In the divorce proceedings he refused to amend his filing to apply for simple dissolution of marriage, which was an option in Ohio. Instead he insisted on a divorce on the grounds of adultery. Since there were no children, both had been employed, and no other complications existed, the pair had to agree to a settlement in proportion to how much money the plaintiff and the respondent had brought into the marriage. He ended up with seventy-five percent.
For some reason Carla felt an irrational urge to end up with the house, either because her lawyer could get it appraised for less than it was worth, or because holding her ground made her feel she had won. He readily agreed, received payment for his share, and moved out. He quit his job in the water valve business and drove a U-Haul truck to California. He was confident that even if she kept her job after the recordings he’d circulated, she would not be able to afford the mortgage and in time would lose the house. That had been about five years ago.
This morning he thought it might be nice to kill her. They’d had no contact since the divorce, so while he would certainly be a suspect, he wouldn’t be the sort the police longed for—a husband who was a beneficiary of her insurance, a married boyfriend, a neighbor nobody liked.
He had to think carefully before he took on the project.
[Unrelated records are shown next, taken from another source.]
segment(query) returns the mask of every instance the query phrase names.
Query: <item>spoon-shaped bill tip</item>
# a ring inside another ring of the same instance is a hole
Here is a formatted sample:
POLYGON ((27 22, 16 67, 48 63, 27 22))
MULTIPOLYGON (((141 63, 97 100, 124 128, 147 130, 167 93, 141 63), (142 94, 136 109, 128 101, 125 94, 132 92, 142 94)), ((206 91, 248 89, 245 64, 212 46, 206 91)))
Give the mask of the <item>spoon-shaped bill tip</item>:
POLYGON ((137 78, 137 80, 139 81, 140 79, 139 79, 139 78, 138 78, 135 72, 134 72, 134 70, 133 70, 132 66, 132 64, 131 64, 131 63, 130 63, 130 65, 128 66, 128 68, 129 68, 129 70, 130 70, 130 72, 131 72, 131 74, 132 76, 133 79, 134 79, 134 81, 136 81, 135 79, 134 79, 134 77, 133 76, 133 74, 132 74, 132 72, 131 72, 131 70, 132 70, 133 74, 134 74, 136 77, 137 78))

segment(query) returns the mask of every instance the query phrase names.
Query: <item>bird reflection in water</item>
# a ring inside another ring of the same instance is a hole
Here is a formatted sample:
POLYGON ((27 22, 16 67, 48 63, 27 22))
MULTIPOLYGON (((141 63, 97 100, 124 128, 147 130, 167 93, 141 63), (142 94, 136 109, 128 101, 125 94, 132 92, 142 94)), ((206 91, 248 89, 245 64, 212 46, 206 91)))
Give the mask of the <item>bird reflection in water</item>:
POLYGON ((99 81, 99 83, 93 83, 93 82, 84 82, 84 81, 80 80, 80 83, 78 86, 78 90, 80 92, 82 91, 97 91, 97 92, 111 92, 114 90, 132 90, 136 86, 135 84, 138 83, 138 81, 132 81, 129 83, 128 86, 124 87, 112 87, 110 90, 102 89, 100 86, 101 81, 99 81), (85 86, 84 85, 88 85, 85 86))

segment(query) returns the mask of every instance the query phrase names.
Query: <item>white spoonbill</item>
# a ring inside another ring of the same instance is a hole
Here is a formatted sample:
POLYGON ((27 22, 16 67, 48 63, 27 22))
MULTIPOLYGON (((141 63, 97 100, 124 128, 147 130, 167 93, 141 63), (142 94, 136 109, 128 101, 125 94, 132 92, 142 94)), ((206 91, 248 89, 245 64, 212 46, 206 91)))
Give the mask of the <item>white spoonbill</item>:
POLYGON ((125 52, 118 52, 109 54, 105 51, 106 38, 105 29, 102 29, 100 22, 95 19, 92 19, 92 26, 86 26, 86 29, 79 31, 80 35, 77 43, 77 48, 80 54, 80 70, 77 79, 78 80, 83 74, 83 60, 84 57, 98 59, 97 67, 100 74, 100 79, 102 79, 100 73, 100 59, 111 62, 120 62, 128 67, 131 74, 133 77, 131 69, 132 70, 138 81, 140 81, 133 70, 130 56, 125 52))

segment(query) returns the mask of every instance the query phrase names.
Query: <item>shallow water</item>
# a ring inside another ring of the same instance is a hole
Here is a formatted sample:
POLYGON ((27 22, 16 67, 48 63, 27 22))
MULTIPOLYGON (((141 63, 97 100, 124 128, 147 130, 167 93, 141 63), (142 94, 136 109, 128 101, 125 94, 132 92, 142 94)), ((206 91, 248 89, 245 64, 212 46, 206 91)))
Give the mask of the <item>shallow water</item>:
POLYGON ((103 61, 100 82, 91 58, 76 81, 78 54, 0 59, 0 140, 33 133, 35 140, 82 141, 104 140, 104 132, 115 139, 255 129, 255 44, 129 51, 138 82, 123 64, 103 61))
Carla hated him when he left. And he was sure that over the past five years she would have had some hard times that she blamed on him, which kept the coals glowing.
But he was sure he could kill her without creating a new connection to her. Her family had originally been from Alabama and, like many Southern women, she was addicted to sweet tea. She used to keep a pitcher of it in the refrigerator. It was sweet enough to hide ethylene glycol. And there would be less difficulty if he left the opened jug of antifreeze in her garage. If the jug was gone, this was murder. If the jug was there, this might be suicide.